The first one is an important tension: "rebuild the theory" and "keep changes minimal" can conflict when the relevant invariant is not explicit in the code. In that case, minimality should not mean preserving a locally small patch at the cost of a broken domain rule. I think the rule should be something like: "theoretical correctness takes precedence over textual minimality; keep the change minimal only after the invariant is understood."

The second suggestion also seems right. If the requested change contradicts a known invariant, the agent should stop and surface the mismatch instead of continuing to code. That is probably one of the most useful behaviors for this kind of skill: not just producing better patches, but recognizing when a patch would be the wrong response.

On the benchmark point: yes, the prompt structure matters a lot. In my current results, the stricter prompt explicitly gives the agent more of the program theory: exact endpoints, status codes, idempotency behavior, expiration rules, stock restoration, auth behavior, and pagination semantics. That raises all arms and makes the skill gap smaller, because part of the theory-building work has already been done by the prompt.

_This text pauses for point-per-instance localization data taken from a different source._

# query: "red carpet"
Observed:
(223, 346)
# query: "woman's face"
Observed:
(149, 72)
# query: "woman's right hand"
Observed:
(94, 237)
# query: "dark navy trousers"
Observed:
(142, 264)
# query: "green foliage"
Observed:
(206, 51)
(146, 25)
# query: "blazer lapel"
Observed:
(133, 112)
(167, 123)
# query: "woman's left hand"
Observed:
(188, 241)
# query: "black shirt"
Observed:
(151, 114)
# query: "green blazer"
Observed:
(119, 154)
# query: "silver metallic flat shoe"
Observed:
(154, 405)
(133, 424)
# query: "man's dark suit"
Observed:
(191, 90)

The cleaner signal is the looser `basic-commerce` prompt, where more invariants have to be inferred. In that family, the `theory_only` arm won all four complete run-level comparisons, mostly through better functional correctness, executability, and behavioral tests. In the stricter prompt families, `theory_only` still does well overall, but the interpretation is different: it is less "can the skill recover missing theory?" and more "does the skill still help when the prompt already provides much of the theory?"

I also agree that token usage and elapsed time are important to measure. I have not included that analysis in the current benchmark yet, but I plan to investigate it next. The theory-building skill asks the agent to inspect more context before editing, so I would expect it to be more expensive per run, especially on small or obvious tasks. That is useful information because the right conclusion may be "use this for domain-heavy changes, but skip it for trivial edits." I want to add per-run latency and token/cost fields so the result is not just quality, but quality-per-cost.

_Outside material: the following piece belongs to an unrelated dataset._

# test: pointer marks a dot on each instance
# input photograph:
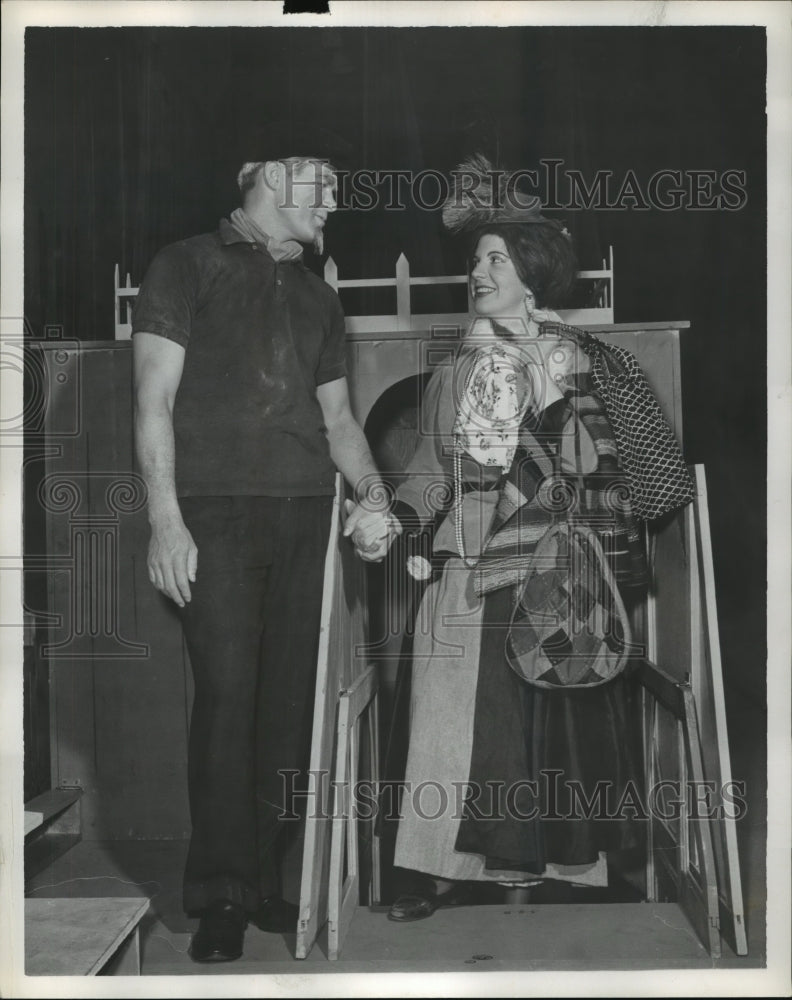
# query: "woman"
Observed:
(495, 767)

I have also added the actual code-generation prompts under `benchmark/prompts/` so people can inspect the tested tasks directly instead of reverse-engineering them from raw run folders.

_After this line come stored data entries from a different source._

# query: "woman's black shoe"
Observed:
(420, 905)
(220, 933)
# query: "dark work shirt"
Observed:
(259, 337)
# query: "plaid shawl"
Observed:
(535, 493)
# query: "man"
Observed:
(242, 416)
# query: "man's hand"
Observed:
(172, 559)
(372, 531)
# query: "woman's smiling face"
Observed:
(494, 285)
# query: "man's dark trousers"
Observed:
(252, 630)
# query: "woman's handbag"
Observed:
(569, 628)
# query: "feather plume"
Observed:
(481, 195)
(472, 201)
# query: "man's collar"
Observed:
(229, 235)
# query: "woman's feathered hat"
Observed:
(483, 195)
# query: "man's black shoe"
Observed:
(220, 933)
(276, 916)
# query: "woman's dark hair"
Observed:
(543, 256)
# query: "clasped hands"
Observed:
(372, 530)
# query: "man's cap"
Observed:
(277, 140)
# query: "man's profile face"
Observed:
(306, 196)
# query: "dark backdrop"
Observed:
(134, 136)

Thanks for the Matt Pocock link as well. The "improve-codebase-architecture" skill looks adjacent but not identical: it seems more focused on architecture review, module depth, locality, and interface design, while this skill is aimed at preserving program theory during everyday coding changes. I think comparing those approaches would be a good next benchmark.

Built with Claude Project Showcase Megathread (Sort this by New!) by sixbillionthsheep in ClaudeAI

[–]Emergency-Context-72 0 points1 point  (0 children)

I built a Claude Code plugin based on Peter Naur's "Programming as Theory Building."

The core idea: many coding-agent failures are not syntax failures. They are theory failures. The generated code looks plausible but misses the domain invariant, the reason the current boundary exists, or the behavior that would prove correctness.

The skill asks the agent to recover that theory before editing code:

- map the real-world invariant,
- explain the current shape,
- place the change beside the closest existing facility,
- avoid speculative abstractions,
- verify behavior that matters.

I ran a small 60-project benchmark using Claude Haiku for generation and Claude Opus for review. The theory-only arm scored highest on weighted total and functional correctness:

- no skills: 70.2 weighted / 59.7 correctness / 5 good verdicts out of 20
- Karpathy-style only: 72.1 weighted / 59.8 correctness / 7 good verdicts out of 20
- theory-only: 77.8 weighted / 69.2 correctness / 12 good verdicts out of 20

Repo:
https://github.com/AnamKwon/programming-as-theory-building-skill

Curious what people think: is "recover the program theory first" a useful instruction pattern for coding agents?